We can now use our new helper method to check whether we want to expand any
threads at all in our Symbol.asyncIterator
method:
export class TikTokVideoBehavior extends Behavior {
// ...
async* [Symbol.asyncIterator]() {
const commentList = xpathNode(Q.commentListContainer);
const commentItems = iterChildMatches(Q.commentItemContainer, commentList);
for await (const item of commentItems) {
item.scrollIntoView(this.scrollOpts);
yield this.getState("View thread", "threads");
if (this.breadthComplete(0)) continue;
// ^ Continue without expanding the thread if `breadth` is 0
yield* this.expandThread(item);
}
yield "TikTok Video Behavior Complete";
}
// ...
}
Next, we'll modify our crawlThread
method:
export class TikTokVideoBehavior extends Behavior {
// ...
async* crawlThread(parentNode, prev = null, iter = 0) {
const next = await waitUntilNode(Q.viewMoreThread, parentNode, prev);
if (!next || this.breadthComplete(iter)) return;
await scrollAndClick(next, 500);
yield this.getState("View more replies", "replies");
yield* this.crawlThread(parentNode, next, iter + 1);
}
// ...
}
We've added a new extra iter
parameter in order to track how many times we've
loaded new replies. This number is incremented on each recursive call.

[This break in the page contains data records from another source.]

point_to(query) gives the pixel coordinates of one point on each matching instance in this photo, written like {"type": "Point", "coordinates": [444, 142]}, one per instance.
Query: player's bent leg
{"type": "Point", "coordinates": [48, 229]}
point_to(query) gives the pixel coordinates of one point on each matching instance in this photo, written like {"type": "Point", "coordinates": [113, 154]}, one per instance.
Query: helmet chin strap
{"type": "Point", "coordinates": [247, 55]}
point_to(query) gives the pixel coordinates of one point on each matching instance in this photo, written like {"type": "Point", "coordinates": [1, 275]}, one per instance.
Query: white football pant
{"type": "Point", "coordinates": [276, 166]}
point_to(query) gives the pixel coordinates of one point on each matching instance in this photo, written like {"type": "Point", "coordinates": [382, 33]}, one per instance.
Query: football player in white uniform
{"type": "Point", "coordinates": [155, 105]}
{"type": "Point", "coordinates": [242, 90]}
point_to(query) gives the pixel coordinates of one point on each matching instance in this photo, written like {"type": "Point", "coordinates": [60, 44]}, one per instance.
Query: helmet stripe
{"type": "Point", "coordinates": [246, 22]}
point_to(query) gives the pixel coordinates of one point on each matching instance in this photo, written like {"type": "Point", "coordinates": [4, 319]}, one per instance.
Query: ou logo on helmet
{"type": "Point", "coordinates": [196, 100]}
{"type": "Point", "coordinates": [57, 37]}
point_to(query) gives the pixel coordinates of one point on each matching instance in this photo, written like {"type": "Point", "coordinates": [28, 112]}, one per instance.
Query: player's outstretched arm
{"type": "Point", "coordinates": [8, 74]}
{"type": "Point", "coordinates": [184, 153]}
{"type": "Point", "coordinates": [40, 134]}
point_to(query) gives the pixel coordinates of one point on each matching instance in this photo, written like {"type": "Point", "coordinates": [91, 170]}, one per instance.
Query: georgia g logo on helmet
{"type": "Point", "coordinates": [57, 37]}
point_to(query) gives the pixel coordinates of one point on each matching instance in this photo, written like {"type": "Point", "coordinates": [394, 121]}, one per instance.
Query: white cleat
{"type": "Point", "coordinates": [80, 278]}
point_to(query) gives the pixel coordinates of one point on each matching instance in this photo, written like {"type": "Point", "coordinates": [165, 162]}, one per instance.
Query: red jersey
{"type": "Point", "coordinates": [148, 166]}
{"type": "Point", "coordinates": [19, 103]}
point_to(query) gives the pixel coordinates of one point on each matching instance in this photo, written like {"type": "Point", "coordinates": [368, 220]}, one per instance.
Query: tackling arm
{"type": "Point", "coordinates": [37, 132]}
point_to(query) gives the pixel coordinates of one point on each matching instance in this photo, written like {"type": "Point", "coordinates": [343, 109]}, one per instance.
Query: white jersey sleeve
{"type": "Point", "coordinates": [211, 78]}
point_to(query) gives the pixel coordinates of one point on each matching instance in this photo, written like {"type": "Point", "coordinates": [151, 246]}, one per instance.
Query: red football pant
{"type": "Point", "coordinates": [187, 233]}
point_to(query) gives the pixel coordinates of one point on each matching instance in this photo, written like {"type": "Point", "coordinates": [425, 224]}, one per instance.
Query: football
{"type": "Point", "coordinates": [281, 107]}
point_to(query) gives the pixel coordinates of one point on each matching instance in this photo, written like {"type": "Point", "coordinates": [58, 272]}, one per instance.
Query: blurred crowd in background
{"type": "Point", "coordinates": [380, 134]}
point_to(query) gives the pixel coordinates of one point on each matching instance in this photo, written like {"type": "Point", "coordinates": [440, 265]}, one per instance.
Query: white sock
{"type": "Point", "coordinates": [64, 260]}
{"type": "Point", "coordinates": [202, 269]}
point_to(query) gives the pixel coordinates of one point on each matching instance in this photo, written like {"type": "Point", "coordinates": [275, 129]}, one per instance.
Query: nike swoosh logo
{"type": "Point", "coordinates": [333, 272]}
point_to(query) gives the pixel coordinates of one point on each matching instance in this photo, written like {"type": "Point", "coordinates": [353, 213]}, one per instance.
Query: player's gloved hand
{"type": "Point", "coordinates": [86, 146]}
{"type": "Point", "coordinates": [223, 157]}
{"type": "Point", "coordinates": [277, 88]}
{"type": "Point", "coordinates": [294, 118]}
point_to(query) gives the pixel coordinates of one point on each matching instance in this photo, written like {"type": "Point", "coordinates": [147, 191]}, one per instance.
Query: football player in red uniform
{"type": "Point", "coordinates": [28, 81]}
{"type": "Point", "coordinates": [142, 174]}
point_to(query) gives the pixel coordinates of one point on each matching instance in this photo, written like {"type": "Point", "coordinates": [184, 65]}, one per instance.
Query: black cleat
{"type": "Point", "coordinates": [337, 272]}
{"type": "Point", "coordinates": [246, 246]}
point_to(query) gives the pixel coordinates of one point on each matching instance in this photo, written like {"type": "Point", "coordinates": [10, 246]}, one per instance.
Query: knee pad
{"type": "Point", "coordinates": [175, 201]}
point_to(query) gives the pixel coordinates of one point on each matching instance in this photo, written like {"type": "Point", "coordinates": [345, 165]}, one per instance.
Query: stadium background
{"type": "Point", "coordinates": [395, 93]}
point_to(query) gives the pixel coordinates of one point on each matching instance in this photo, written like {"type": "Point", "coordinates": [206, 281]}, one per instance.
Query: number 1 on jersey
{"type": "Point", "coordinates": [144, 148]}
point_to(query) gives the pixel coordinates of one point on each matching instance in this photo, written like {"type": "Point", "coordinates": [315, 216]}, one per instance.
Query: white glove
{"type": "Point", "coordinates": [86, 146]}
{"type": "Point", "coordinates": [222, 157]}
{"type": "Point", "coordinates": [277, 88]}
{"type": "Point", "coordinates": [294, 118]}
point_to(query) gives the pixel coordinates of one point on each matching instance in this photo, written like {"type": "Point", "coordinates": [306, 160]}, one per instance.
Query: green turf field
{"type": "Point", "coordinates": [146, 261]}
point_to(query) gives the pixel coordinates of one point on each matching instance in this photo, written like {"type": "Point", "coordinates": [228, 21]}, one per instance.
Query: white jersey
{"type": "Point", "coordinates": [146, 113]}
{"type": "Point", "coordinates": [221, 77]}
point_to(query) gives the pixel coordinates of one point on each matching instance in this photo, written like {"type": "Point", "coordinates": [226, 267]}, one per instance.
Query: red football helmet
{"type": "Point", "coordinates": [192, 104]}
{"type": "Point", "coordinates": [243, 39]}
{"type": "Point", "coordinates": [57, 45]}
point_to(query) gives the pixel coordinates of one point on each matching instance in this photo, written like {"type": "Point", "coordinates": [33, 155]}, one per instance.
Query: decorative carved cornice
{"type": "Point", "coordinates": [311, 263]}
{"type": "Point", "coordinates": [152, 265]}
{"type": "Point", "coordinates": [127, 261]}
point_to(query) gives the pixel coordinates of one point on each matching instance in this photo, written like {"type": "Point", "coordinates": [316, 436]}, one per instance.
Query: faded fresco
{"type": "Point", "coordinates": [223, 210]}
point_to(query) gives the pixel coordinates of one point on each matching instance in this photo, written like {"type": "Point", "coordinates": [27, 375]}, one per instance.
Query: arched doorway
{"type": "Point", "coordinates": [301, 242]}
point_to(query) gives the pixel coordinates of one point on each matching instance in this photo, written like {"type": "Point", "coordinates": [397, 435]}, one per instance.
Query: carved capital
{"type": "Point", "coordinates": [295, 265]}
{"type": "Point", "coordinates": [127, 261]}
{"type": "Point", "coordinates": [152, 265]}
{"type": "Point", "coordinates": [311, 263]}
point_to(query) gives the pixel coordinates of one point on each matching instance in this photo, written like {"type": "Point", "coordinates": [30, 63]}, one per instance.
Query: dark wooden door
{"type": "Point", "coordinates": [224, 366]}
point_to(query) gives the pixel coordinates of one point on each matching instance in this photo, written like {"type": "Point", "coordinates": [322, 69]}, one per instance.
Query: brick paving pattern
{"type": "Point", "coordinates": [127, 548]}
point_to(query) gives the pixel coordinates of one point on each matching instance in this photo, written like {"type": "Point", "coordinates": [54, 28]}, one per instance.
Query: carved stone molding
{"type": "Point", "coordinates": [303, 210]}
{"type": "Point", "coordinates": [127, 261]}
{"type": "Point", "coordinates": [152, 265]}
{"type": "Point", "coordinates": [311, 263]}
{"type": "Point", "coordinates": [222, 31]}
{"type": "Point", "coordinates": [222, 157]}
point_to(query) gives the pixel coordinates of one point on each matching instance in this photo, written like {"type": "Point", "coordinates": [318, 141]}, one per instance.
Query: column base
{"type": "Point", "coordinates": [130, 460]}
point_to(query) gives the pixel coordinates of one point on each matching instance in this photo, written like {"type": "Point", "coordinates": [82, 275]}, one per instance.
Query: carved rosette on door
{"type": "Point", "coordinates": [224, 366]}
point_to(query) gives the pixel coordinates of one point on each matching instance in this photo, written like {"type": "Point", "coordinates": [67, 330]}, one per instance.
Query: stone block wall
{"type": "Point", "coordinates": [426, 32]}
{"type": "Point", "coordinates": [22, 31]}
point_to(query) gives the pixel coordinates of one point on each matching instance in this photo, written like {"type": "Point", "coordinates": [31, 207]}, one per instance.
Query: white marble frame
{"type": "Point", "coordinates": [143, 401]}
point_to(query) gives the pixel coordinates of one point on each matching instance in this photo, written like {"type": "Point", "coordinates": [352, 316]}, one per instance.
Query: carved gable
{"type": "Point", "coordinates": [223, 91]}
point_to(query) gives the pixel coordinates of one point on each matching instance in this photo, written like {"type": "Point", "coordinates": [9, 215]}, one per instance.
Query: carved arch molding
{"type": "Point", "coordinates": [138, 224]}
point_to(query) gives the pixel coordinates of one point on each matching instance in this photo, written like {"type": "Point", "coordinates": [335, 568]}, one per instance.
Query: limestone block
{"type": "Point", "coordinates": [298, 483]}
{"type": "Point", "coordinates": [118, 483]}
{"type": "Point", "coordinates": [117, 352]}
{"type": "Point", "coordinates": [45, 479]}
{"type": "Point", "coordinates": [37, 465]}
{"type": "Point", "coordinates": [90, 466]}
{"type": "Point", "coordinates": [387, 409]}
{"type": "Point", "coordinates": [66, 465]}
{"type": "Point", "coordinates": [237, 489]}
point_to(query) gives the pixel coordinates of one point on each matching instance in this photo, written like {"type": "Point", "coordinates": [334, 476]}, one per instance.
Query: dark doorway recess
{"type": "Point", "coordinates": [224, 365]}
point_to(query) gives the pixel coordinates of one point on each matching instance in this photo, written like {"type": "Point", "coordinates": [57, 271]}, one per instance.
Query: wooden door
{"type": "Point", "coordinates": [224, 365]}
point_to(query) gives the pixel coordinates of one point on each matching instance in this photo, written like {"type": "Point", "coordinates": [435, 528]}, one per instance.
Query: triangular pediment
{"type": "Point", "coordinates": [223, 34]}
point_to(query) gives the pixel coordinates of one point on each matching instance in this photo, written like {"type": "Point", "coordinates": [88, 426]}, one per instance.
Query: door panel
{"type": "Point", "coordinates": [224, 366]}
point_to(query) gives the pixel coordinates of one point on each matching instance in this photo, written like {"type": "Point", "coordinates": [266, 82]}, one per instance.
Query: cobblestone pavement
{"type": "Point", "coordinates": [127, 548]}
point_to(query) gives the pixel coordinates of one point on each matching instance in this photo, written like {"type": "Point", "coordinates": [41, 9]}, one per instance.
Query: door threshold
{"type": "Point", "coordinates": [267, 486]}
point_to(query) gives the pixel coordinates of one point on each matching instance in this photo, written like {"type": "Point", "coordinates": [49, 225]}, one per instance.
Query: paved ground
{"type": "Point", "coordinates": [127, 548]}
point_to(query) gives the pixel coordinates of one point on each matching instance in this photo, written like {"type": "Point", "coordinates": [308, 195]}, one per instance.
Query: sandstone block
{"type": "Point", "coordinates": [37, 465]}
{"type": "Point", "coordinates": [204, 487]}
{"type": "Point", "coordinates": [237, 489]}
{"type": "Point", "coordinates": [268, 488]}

Additionally, we check if breadthComplete
is true when looking for our next
button.
Finally, the expandThread
method needs to pass an initial iter
parameter to
crawlThread
. Since expandThread
does load more replies, our initial number
is 1
:
export class TikTokVideoBehavior extends Behavior {
// ...
async* expandThread(item) {
const viewMore = xpathNode(Q.viewMoreReplies, item);
if (!viewMore) return;
await scrollAndClick(viewMore, 500);
yield this.getState("Expand thread", "expandedThreads");
yield* this.crawlThread(item, null, 1);
}
// ...
}
Congratulations! We've completed a working TikTok video behavior that iterates through each thread and their replies. The final code looks something like this:
import { Behavior } from "../lib/behavior";
import { iterChildMatches, scrollAndClick, waitUntilNode, xpathNode } from "../lib/utils";
const Q = {
commentListContainer: "//div[contains(@class, 'CommentListContainer')]",
commentItemContainer: "div[contains(@class, 'CommentItemContainer')]",
viewMoreReplies: ".//p[contains(@class, 'ReplyActionText')]",
viewMoreThread: ".//p[starts-with(@data-e2e, 'view-more') and string-length(text()) > 0]"
};
export const BREADTH_ALL = Symbol("BREADTH_ALL");
export class TikTokVideoBehavior extends Behavior {
static get name() {
return "TikTokVideo";
}
static isMatch() {
const pathRegex = /https:\/\/(www\.)?tiktok\.com\/@.+\/video\/\d+/;
return window.location.href.match(pathRegex);
}
constructor({ breadth = BREADTH_ALL }) {
super();
this.setOpts({ breadth });
}
breadthComplete(iter) {
const breadth = this.getOpt("breadth");
return breadth !== BREADTH_ALL && breadth <= iter;
}
async* crawlThread(parentNode, prev = null, iter = 0) {
const next = await waitUntilNode(Q.viewMoreThread, parentNode, prev);
if (!next || this.breadthComplete(iter)) return;
await scrollAndClick(next, 500);
yield this.getState("View more replies", "replies");
yield* this.crawlThread(parentNode, next, iter + 1);
}
async* expandThread(item) {
const viewMore = xpathNode(Q.viewMoreReplies, item);
if (!viewMore) return;
await scrollAndClick(viewMore, 500);
yield this.getState("Expand thread", "expandedThreads");
yield* this.crawlThread(item, null, 1);
}
async* [Symbol.asyncIterator]() {
const commentList = xpathNode(Q.commentListContainer);
const commentItems = iterChildMatches(Q.commentItemContainer, commentList);
for await (const item of commentItems) {
item.scrollIntoView(this.scrollOpts);
yield this.getState("View thread", "threads");
if (this.breadthComplete(0)) continue;
yield* this.expandThread(item);
}
yield "TikTok Video Behavior Complete";
}
}
In our first checkpoint we saw how to run our behavior on a webpage. We can also
include our new breadth
option in this process in our console. To do so, we
pass an object instead of true
to the siteSpecific
option. We use the string
found in the static name
method to reference our class:
self.__bx_behaviors.run({
autofetch: false,
autoplay: false,
autoscroll: false,
siteSpecific: {
TikTokVideo: { breadth: 3 }
}
});
Running this code on a video page will now only expand threads three times before moving on to the next.